Theoretical and Practical Considerations
These findings have several implications:
- Model Design: There is a need for improved multi-modal fusion architectures that can reconcile conflicting information and leverage complementary strengths of each modality.
- Visualization for AI: The results motivate a new research direction in designing visualizations optimized for AI consumption, which may differ from those optimized for human perception.
- Evaluation Metrics: Automated LVLM-based judging is scalable but may require further validation for logical consistency and robustness to adversarial inputs.
- Human-AI Collaboration: Visualizations that benefit both AI and human users could facilitate more transparent and interpretable AI-assisted workflows.
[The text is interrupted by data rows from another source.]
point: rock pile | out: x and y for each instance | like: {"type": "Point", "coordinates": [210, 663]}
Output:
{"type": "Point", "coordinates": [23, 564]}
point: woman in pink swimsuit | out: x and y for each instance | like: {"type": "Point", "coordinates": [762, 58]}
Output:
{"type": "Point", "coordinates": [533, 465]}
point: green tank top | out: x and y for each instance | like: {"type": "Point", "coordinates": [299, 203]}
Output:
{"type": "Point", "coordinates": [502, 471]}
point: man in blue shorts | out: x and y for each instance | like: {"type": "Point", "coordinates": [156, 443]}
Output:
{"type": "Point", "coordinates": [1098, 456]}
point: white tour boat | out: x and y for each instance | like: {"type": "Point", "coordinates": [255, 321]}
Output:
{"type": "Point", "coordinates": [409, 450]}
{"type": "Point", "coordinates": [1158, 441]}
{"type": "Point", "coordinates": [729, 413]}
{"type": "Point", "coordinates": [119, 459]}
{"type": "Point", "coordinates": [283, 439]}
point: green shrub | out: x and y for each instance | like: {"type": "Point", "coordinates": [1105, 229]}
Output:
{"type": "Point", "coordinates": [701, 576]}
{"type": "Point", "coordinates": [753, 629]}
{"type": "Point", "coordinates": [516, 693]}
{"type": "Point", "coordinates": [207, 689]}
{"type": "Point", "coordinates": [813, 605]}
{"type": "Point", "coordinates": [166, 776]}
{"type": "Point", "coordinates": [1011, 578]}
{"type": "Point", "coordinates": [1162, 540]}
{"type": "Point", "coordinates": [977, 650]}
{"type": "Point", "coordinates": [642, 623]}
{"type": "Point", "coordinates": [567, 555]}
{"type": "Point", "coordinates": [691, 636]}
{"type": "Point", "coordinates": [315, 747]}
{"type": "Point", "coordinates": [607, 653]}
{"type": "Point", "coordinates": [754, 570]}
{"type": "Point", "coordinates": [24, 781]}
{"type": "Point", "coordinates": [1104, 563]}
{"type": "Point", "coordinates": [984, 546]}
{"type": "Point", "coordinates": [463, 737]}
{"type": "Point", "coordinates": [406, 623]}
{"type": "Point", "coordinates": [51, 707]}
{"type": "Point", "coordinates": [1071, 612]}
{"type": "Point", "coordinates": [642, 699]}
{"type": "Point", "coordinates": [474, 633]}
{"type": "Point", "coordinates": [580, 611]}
Limitations and Future Directions
The paper is limited to two commercial LVLMs and synthetic datasets. Future work should extend the analysis to a broader range of models, real-world datasets, and more complex analytical tasks. Systematic exploration of visualization design parameters and their effect on AI understanding is warranted. Additionally, investigating the internal mechanisms by which LVLMs process and integrate visual and numerical data could inform both model and visualization design.
Conclusion
This work provides quantitative evidence that visualization enhances the data analysis capabilities of state-of-the-art LVLMs, with the effect magnified for subtle and complex tasks. The results highlight both the promise and current limitations of multi-modal AI systems in analytical workflows. The findings open new avenues for research at the intersection of visualization, AI model design, and human-AI interaction, with the potential to inform both practical tool development and theoretical understanding of multi-modal reasoning.